I will try to make it customizable and generalized. The input would be an input upload file field in a form. I'm fine with the MS Office 2010 and 2007 standard. I can manipulate DOCX and XLSX files but PPTX has some restrictions. The required Deadline is somehow hard but I'll try to stick to it. I can work with PHP 5.4+ file system and other function totally fine. I'd developed a lot of word processors, so I guess extracting text will be fine.
In my understanding for bonuses, you want only the text. I see they are required not bonuses. Regarding point 3: I'm not sure I can't do anything with OLE - somehow difficult. I can extract non-ambiguous texts. I mean paragraphs, Tables, shapes, smart arts, word arts, headers, footers, hyperlinks, and other objects that stores texts in <w:t> tag.

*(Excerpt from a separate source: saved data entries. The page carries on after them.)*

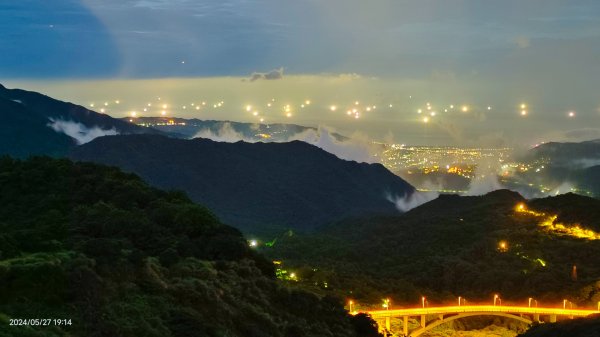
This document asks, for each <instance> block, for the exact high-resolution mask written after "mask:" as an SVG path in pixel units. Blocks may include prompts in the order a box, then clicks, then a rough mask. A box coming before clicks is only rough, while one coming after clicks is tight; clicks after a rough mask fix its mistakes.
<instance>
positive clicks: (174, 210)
mask: <svg viewBox="0 0 600 337" xmlns="http://www.w3.org/2000/svg"><path fill="white" fill-rule="evenodd" d="M0 192H1V193H0V229H1V231H0V251H1V252H0V283H1V284H2V287H0V298H2V301H1V302H0V322H1V324H0V336H18V337H25V336H36V337H39V336H44V337H46V336H48V337H50V336H53V337H54V336H82V337H83V336H85V337H90V336H91V337H93V336H116V337H119V336H131V337H133V336H156V337H159V336H160V337H164V336H265V337H266V336H355V335H356V330H355V328H354V326H355V325H357V324H356V323H357V320H356V319H352V318H351V317H350V316H348V315H347V314H346V312H345V311H344V310H343V308H342V307H341V305H340V304H339V302H337V301H336V300H334V299H333V298H330V297H325V298H322V299H320V298H318V297H316V296H314V295H311V294H307V293H304V292H302V291H297V290H290V289H288V288H286V287H283V286H282V284H281V283H277V281H276V280H275V278H274V276H273V266H272V264H271V262H270V261H267V260H266V259H264V258H263V257H261V256H259V255H258V254H257V253H256V252H255V251H254V250H252V249H251V248H250V247H249V246H248V244H247V242H246V240H245V239H244V238H243V237H242V235H241V234H240V232H239V231H238V230H236V229H234V228H232V227H229V226H227V225H223V224H221V223H220V221H219V220H218V219H217V218H216V217H215V216H214V215H213V214H212V213H211V212H210V211H208V210H207V209H206V208H204V207H202V206H199V205H196V204H193V203H192V202H191V201H190V200H189V199H188V198H187V197H186V196H185V195H184V194H182V193H180V192H163V191H160V190H157V189H154V188H151V187H149V186H147V185H146V184H145V183H144V182H142V181H141V180H140V179H139V178H138V177H137V176H135V175H132V174H127V173H123V172H121V171H119V170H118V169H115V168H108V167H104V166H99V165H95V164H88V163H72V162H70V161H68V160H56V159H49V158H32V159H29V160H27V161H18V160H14V159H10V158H6V157H5V158H2V159H0ZM36 318H39V319H46V318H49V319H61V320H63V319H64V320H67V321H68V322H69V323H70V324H63V325H61V326H57V325H55V323H51V324H50V325H47V326H37V325H35V324H29V325H27V326H25V325H19V326H11V325H9V323H10V322H11V321H10V320H11V319H36ZM363 319H364V318H363ZM65 322H66V321H65ZM366 325H367V326H369V323H368V322H367V324H366ZM357 326H359V329H360V327H362V328H364V327H365V324H364V321H362V325H361V321H360V319H359V321H358V325H357ZM367 331H371V332H372V330H369V329H367Z"/></svg>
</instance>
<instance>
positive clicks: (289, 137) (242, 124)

No ActiveX objects, Embedded objects, watermarks (possible only for word not powerpoint), Reviews, footnote.
There will be different library for every extension. I mean I won't use standard OOXML library. Simply, because it doesn't exist for PHP. I've to understand the input\output mechanism of YarakuZen. So I invite you, sir, to contact me to discuss further details.
I plan to start with Word. I've already multiple ways to manipulate word documents programmatically. Then, I would go with Excel. It may be easy, though I'm to extract only cell content (No graphs and other objects for the current plan). In the powerpoint phase, I've only one or two ways. So I'm restricted to some conditions.